- Born: David Wesley Froman December 31, 1938 Miami, Oklahoma, U.S.
- Died: February 8, 2010 (aged 71) Miami, Oklahoma, U.S.
- Occupations: Actor, professor
- Years active: 1961–1994
- Spouse: Audrey Froman ​(m. 1978)​
- Children: 7

= David Froman =

American actor (1938–2010)

David Wesley Froman (December 31, 1938 – February 8, 2010) was an American actor, born in Miami, Oklahoma. His parents were Guy and Gertrude (Helm) Froman. He taught for many years at Northeastern Oklahoma A&M College (NEO), where he was professor of speech and theater. He was best known for his recurring role as Lieutenant Bob Brooks on the popular television series Matlock.

==Career==
Froman graduated NEO in 1961, and immediately began teaching speech and theater. In 1969, he left Oklahoma to launch his acting career.
Froman appeared on 56 episodes of Matlock from 1986 to 1994 as Lt. Bob Brooks. He also appeared on several other television shows of the 1980s and 1990s, such as Hill Street Blues, Trapper John, M.D., 21 Jump Street, Cheers and Diagnosis Murder. In addition, he played Captain K'Nera in an episode of Star Trek: The Next Generation.
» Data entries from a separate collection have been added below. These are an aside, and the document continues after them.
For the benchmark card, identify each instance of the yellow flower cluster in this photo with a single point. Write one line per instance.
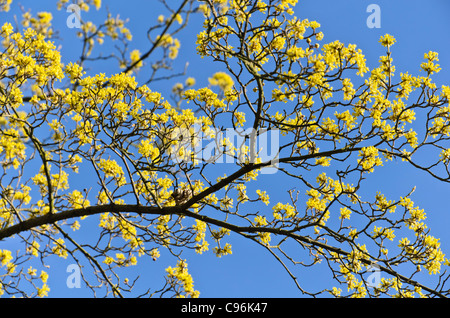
(369, 158)
(179, 276)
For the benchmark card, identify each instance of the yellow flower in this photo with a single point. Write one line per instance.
(387, 40)
(43, 291)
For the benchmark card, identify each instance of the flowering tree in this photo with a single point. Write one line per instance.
(151, 186)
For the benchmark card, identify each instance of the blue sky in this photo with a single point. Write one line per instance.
(418, 26)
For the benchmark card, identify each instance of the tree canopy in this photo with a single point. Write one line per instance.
(105, 171)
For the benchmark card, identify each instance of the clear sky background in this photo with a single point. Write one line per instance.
(418, 26)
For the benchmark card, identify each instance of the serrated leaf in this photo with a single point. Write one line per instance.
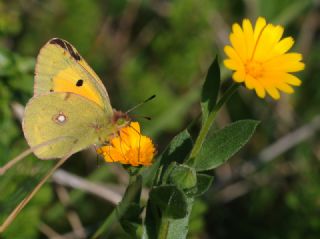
(177, 150)
(170, 200)
(183, 176)
(210, 89)
(223, 144)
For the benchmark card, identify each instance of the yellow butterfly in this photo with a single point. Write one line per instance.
(70, 110)
(69, 100)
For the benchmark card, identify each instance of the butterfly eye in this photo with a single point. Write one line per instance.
(60, 118)
(79, 83)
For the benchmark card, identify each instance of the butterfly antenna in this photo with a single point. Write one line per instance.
(143, 102)
(140, 116)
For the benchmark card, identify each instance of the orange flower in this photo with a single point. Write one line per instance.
(260, 60)
(130, 147)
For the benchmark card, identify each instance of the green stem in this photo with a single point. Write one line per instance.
(164, 227)
(208, 123)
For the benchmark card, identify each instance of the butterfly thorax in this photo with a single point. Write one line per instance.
(120, 119)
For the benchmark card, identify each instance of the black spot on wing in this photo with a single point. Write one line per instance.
(79, 83)
(57, 41)
(65, 45)
(73, 53)
(67, 96)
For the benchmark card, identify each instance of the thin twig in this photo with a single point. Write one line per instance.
(48, 231)
(72, 215)
(67, 179)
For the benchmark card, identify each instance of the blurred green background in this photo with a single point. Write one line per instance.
(139, 48)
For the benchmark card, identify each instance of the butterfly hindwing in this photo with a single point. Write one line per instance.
(60, 68)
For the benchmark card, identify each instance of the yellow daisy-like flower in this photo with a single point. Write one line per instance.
(259, 58)
(130, 147)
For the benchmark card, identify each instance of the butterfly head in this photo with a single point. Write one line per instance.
(120, 119)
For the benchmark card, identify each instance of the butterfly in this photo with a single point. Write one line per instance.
(70, 110)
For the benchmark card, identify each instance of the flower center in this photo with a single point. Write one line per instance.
(254, 68)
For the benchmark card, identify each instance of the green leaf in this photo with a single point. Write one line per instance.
(204, 182)
(223, 144)
(210, 89)
(176, 151)
(131, 220)
(170, 200)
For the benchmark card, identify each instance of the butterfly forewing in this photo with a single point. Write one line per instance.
(60, 68)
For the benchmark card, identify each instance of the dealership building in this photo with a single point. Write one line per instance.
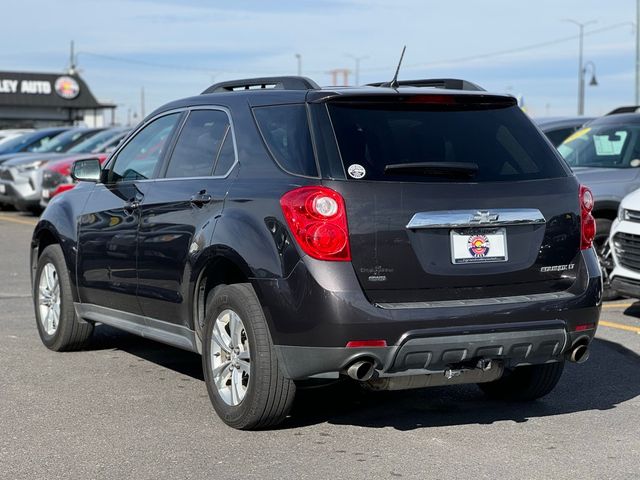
(34, 100)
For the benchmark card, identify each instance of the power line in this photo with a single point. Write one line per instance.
(510, 51)
(464, 59)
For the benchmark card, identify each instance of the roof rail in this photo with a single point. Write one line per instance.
(446, 83)
(627, 109)
(263, 83)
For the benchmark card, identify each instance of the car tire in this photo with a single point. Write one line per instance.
(246, 386)
(601, 244)
(525, 383)
(58, 325)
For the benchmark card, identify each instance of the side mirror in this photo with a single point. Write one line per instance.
(88, 170)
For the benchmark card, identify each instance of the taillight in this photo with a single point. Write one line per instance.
(317, 218)
(588, 223)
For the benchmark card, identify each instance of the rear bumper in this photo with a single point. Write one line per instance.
(427, 353)
(627, 287)
(320, 307)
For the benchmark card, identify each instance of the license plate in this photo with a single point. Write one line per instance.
(478, 246)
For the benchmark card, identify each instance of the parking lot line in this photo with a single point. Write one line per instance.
(619, 326)
(21, 221)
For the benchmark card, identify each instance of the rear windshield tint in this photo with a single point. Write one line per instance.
(501, 142)
(286, 132)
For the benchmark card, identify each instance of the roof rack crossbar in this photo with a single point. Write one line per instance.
(263, 83)
(446, 83)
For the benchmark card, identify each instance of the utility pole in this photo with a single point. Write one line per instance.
(580, 61)
(637, 52)
(72, 58)
(142, 110)
(299, 59)
(340, 71)
(357, 60)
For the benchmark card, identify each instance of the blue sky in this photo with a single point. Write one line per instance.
(178, 48)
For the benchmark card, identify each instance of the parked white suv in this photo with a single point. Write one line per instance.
(625, 247)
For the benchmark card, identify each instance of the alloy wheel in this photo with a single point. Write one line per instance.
(49, 299)
(230, 357)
Froman was well known for his role of both Gunther Wagner, Schuyler Whitney's faithful servant, and Gunther's twin brother Bruno on The Edge of Night from 1980 to 1984.

In 1986, he appeared in the TV film Blind Justice, starring Tim Matheson.

Froman also worked as a drama instructor at NEO in Miami, Oklahoma. He served as president of the Miami Little Theatre as well as acting on stage in several productions as late as November 2, 2009.

==Personal==
Froman married Audrey Stein in Staten Island, New York on December 23, 1978. They continued living there until 1984, then they moved to Los Angeles. In 1994, they moved from Los Angeles to Miami, Oklahoma. He returned to the faculty of NEO, and where he directed shows and musicals. He retired from teaching in 2002, but resumed as a part-time teacher in 2007.

==Death==
On February 8, 2010, Froman died of cancer in Miami, Oklahoma, aged 71. He was survived by his wife, Audrey, and their six children.

A celebration of Froman's life was held at NEO, where faculty and students articulated on his impact on their lives. Barbara George, chairwoman of NEO's Fine Arts Department, said "the respect for Froman among students and faculty members was so great that any praise from him, made us all glow. His disappointment would have been crushing, so everyone always strove to do their best and beyond, if only for David...He will be greatly, profoundly missed, but the lessons he taught us all will live on forever."